Air sampling was done on 2 days using SKC Universal pumps (with 37-mm filter cassettes and 0.3-μm polytetrafluoroethylene filters for 4 hours at 5 L/min) in the room and anteroom and a Sartorius MD8 microbiological sampler (with gelatin membrane filter for 15 minutes at 6 m3/h) outside the room (eFigure in the Supplement).
Specific real-time reverse transcriptase–polymerase chain reaction (RT-PCR) targeting RNA-dependent RNA polymerase and E genes4 was used to detect the presence of SARS-CoV-2 (see detailed methods in the eAppendix in the Supplement). Cycle threshold values, ie, number of cycles required for the fluorescent signal to cross the threshold in RT-PCR, quantified viral load, with lower values indicating higher viral load.
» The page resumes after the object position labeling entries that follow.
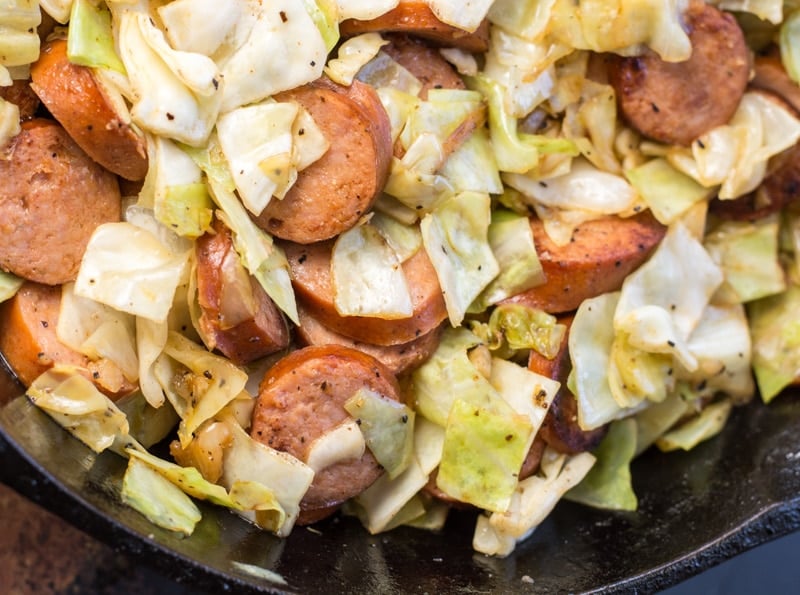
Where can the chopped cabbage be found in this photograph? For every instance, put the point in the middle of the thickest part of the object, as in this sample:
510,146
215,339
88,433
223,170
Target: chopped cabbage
98,331
90,41
367,277
747,253
345,442
175,94
352,55
280,29
707,424
775,329
130,269
485,443
246,460
456,240
388,428
608,483
668,192
9,285
74,402
200,384
158,499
Samples were collected on 5 days over a 2-week period. One patient’s room was sampled before routine cleaning and 2 patients’ rooms after routine cleaning. Twice-daily cleaning of high-touch areas was done using 5000 ppm of sodium dichloroisocyanurate. The floor was cleaned daily using 1000 ppm of sodium dichloroisocyanurate.
Clinical data (symptoms, day of illness, and RT-PCR results) and timing of cleaning were collected and correlated with sampling results. Percentage positivity was calculated for rooms with positive environmental swabs. Institutional review board approval and written informed consent were obtained as part of a larger multicenter study.
Results
Patient A’s room was sampled on days 4 and 10 of illness while the patient was still symptomatic, after routine cleaning. All samples were negative. Patient B was symptomatic on day 8 and asymptomatic on day 11 of illness; samples taken on these 2 days after routine cleaning were negative (Table 1).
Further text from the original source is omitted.